Cette œuvre-Léviathan qui semble évoquer, pour Anish Kapoor, un monstre biblique, et appartenir donc au règne des animaux primitifs, des bêtes mythiques et monstrueuses, pourrait aussi bien venir de mondes extra-terrestres, ou encore être un état transitoire d’une immense et menaçante prolifération de cellules vivantes incontrôlées. Autant d’êtres où les émotions tactiles, sensuelles et charnelles se mêlent aux peurs archaïques.
L’apparence policée de l’œuvre est ainsi traversée de forces chaotiques, et sa peau brillante creusée de ténèbres dans les rougeâtres et sombres profondeurs desquelles on accède, comme dans les entrailles d’un monstre endormi, en franchissant un technique et symbolique sas de décompression…
C’est ainsi que l’œuvre d’Anish Kapoor est contemporaine (dans l’acception de Giogio Agamben): non parce qu’elle est d’aujourd’hui, mais parce qu’elle fait voir les «ténèbres du présent», l’obscurité nichée dans la lumière.
Non loin du Grand Palais, une autre artiste, l’israélienne Michal Rovner, présente au Louvre des œuvres différemment mais également contemporaines en tant qu’elles adhèrent au présent tout en s’en distanciant «par le déphasage et l’anachronisme» (Giorgio Agamben, p. 11).
Dans Leviathan d’Anish Kapoor, en effet, le présent est travaillé et transformé de l’intérieur par le temps immémorial des peurs et des mythologies d’outre monde. Dans Histoires, Michal Rovner, elle, tisse le présent avec des vestiges de l’histoire tragique des peuples d’Israël et de Palestine.
Michal Rovner a construit dans la cour Napoléon du Louvre, entre les façades et la pyramide de verre du musée, deux édifices sans toit, distants de quelques mètres: des «Makom» (espace, en hébreu).
Makom II, qui est parfaitement achevé en pierre blanche, présente sur l’une de ses faces une fente verticale semblable à une meurtrière; tandis qu’à l’inverse, dans Makom IV, qui est en basalte noir, et à moitié démoli, une profonde lézarde fend l’un de ses deux murs encore existants.
Les pierres du premier ont été collectées dans des maisons abandonnées ou détruites de Jérusalem, Hébron, Bethléem, Haïfa… Tandis que le basalte du second provient de la frontière syrienne. L’un et l’autre ont été édifiés par un groupe des maçons à la fois israéliens et palestiniens.
L’édification des «Makom» dans la cour Napoléon du Louvre ajoute, au cœur de l’Occident, la voix d’Israël et de la Palestine au double dialogue qui s’est engagé, avec la construction de la pyramide de verre, entre les histoires de France et d’Égypte, et entre le passé et le contemporain.

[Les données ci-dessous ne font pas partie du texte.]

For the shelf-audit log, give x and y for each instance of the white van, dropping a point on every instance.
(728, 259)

Cette voix qui s’incarne dans la matière des pierres clame silencieusement l’horreur des maisons détruites et des vies brisées par d’irréparables cicatrices; elle dénonce les différences entre ceux des maisons blanches et ceux des maisons noires, entre les pouvoirs et les peuples.
Mais cette voix des pierres est forte d’avoir été assemblée par des Israéliens et des Palestiniens, venus spécialement à Paris pour esquisser ainsi la perspective d’une nouvelle direction de l’histoire.
André Rouillé
Expostions
— Michal Rovner, Histoires, Musée du Louvre. 19 mai-15 août 2011
— Anish Kapoor, Leviathan, Monumenta, Grand Palais. 11 mai-23 juin 2011
Livre
— Giorgio Agamben, Qu’est-ce que le contemporain?, Rivages poche, Paris, 2008.